So you heard about Equifax, right?  If you’re just waking up and haven’t heard about this yet, please be advised that a category five fecal-maelstrom has moved in and chances are good you are right in the path.

Because apparently, Equifax has lost data on just about everybody.  By “just about everybody”, I mean about 143 million people in the US, UK, and Canada.  Basically most people with a credit record.  The data lost includes a bunch of stuff: social security numbers, dates of birth, addresses, driver’s license numbers.  Pretty much what you’d expect to be in a credit report.

The financial impact – at least right now – isn’t great.  After hours trading of the stock has been pretty rough: they’re down about 14%.  We’ll see what happens when the market opens though since we all know that stock price doesn’t usually take a hit after a breach.  On the “plus side”, at least we know that Equifax executives are in the clear since they sold their shares before the news was disclosed.  They claim they didn’t know about the breach when they sold.  So, I wasn’t there – I have no special knowledge of the situation to have an opinion one way or the other.  But I have to say I’m suspicious of that a little bit.  At a minimum, the optics are terrible.  Because the only way for that to be true is that a) the CFO was out of the loop on something potentially catastrophic to their financial position and the president of US operations wasn’t informed about one of the largest breaches of all time.  If that ” seems legit” to you, so be it.  But “best case scenario” is that it’s unfortunate timing that makes them look absolutely terrible… the worst case (i.e. that it’s straight-up criminality capitalizing on the misfortune of others and their own incompetence to make a quick buck) would be really, really not good.

A few things are interesting to me about this.  First, Equifax apparently discovered the breach on July 29. But yet, we are only learning about it now.  That is that it is well over the 30 day notification period required in jurisdictions like, for example, Florida.  And, I’m no Srinivasa Ramanujan, but a quick “back of envelope” calculation leads me to conclude that we’re over the 30 day timeline (or 45 if they sought extension).  This suggests that either a) they are not in compliance with at least one jurisdiction’s breach notification law or b) they were given explicit permission from law enforcement to delay notification.  I suppose if law enforcement were going to give an exception to someone for something, this would probably be the one given the volume and seriousness.  However, value of the breach notification seems to me to be proportional to the size of the breach.  So if law enforcement is going to always waive it when something high profile like this occurs, is there really a value to having a timeline?

Second thing that’s interesting is I’m wondering if this will have any impact on people’s continued use of Social Security Number as an authentication “strategy” or if it will impact long-term how people apply for credit or run credit checks.  Will it impact the viability of KBA?  After all, if nobody’s data is private anymore, is it (as Adam Shostack says), a “chernobyl moment“?  At least, to the extent that it changes how we do things?  I guess we’ll see.

Third thing that’s interesting to me is I wonder the business impact this will have on Equifax.  It seems to me that companies are testing, in Darwinian fashion, how much data they can lose without suffering long-term viability impacts for their businesses.  What will be enough to impact a business in a truly catastrophic fashion?  Unsure.  But I’m interested in this because it will certainly test the hypothesis – i.e., that somehow something negative will happen to you if if you expose sensitive information about people en masse.

Why do I say that?
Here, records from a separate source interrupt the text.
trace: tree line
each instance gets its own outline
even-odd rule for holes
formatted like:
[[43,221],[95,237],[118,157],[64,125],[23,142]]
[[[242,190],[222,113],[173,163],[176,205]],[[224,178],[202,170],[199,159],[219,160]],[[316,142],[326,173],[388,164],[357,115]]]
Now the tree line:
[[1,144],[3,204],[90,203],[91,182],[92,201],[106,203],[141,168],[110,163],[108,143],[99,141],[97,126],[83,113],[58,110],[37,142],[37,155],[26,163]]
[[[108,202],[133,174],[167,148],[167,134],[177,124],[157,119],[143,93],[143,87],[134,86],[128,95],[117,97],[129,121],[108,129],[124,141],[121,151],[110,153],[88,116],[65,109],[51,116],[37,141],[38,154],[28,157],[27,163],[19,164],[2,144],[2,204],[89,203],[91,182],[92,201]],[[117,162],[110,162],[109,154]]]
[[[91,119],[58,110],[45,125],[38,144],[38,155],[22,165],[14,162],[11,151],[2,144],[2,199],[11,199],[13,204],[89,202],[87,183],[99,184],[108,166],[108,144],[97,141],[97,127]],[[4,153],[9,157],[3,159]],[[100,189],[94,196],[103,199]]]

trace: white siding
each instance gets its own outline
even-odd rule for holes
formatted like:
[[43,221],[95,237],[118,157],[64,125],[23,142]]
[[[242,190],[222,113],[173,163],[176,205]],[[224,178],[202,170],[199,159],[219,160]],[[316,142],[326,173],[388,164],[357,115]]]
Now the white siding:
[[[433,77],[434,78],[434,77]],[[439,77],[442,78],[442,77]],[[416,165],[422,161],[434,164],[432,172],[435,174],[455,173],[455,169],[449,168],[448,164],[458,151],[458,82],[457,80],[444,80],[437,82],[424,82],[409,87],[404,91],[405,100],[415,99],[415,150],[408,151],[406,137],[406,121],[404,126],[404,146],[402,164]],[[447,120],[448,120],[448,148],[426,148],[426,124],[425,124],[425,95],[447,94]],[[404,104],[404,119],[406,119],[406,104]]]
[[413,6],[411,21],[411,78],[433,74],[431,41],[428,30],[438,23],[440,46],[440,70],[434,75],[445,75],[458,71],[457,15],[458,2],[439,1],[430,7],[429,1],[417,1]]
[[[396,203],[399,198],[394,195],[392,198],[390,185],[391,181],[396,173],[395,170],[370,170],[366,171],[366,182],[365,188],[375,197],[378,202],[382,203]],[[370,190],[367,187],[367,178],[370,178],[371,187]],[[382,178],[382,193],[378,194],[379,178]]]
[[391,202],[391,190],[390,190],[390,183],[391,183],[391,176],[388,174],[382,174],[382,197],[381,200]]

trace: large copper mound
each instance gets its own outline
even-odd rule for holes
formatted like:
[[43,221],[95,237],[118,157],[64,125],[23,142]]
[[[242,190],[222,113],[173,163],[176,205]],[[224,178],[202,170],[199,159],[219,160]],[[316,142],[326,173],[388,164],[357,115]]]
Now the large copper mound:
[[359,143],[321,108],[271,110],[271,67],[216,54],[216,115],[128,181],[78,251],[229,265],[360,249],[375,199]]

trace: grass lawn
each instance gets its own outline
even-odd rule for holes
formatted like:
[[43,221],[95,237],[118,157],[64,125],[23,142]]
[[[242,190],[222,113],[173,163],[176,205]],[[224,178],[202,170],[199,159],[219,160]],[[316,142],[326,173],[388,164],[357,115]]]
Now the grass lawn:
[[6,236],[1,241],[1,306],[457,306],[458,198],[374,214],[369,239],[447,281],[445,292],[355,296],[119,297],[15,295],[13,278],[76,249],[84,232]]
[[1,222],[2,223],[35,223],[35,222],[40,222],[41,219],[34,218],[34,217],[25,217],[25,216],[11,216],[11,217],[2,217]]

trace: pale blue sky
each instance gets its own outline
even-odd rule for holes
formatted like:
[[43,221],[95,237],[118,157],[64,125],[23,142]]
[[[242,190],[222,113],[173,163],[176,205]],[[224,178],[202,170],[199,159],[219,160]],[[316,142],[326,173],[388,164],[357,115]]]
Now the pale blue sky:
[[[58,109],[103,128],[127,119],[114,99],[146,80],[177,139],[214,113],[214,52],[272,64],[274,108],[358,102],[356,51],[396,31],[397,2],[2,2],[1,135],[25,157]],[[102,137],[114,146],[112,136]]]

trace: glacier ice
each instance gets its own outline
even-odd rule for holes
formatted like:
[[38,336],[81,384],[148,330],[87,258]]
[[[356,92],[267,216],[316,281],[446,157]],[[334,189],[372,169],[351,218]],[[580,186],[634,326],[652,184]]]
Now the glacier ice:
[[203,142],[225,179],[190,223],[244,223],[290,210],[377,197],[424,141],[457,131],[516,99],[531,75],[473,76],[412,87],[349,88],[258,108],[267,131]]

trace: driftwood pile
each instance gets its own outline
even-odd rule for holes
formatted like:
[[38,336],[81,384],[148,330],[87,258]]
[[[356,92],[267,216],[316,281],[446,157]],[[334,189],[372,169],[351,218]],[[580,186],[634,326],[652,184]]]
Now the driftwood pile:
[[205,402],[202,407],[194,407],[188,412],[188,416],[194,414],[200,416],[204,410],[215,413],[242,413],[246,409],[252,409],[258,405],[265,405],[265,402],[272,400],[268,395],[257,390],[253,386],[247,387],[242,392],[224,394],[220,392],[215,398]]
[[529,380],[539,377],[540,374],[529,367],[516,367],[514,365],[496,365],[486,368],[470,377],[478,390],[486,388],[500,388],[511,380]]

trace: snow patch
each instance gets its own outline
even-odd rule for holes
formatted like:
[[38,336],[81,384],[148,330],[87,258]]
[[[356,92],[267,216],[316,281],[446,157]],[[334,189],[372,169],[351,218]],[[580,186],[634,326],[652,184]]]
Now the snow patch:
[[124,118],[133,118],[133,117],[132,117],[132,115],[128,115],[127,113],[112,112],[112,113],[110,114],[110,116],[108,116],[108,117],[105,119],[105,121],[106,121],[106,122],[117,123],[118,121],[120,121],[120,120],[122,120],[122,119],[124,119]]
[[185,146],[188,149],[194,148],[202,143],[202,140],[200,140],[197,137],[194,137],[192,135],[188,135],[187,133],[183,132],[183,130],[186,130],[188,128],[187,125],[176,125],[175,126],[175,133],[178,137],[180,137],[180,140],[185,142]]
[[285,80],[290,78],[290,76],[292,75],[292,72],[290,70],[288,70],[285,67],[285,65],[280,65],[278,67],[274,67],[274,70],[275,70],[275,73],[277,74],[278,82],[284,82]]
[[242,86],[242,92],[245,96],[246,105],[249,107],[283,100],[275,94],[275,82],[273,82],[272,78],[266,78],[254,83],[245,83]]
Because this breach is friggin huge.  And credit reporting is a super competitive marketplace.  There’s not a lot of room for someone to have “drag” in that market and still remain competitive.  Ergo, if Equifax is still viable in a year or so, it tells us something.   Namely, if they’re not struggling, we can probably safely conclude that privacy breaches – at least those that results in disclosure of private customer information – don’t really matter all that much.  This wouldn’t be good news in my opinion, but at least we’d know.  If they’re on the ropes in a tangible, observable way, then we know there are long-term impacts.  Also useful to know.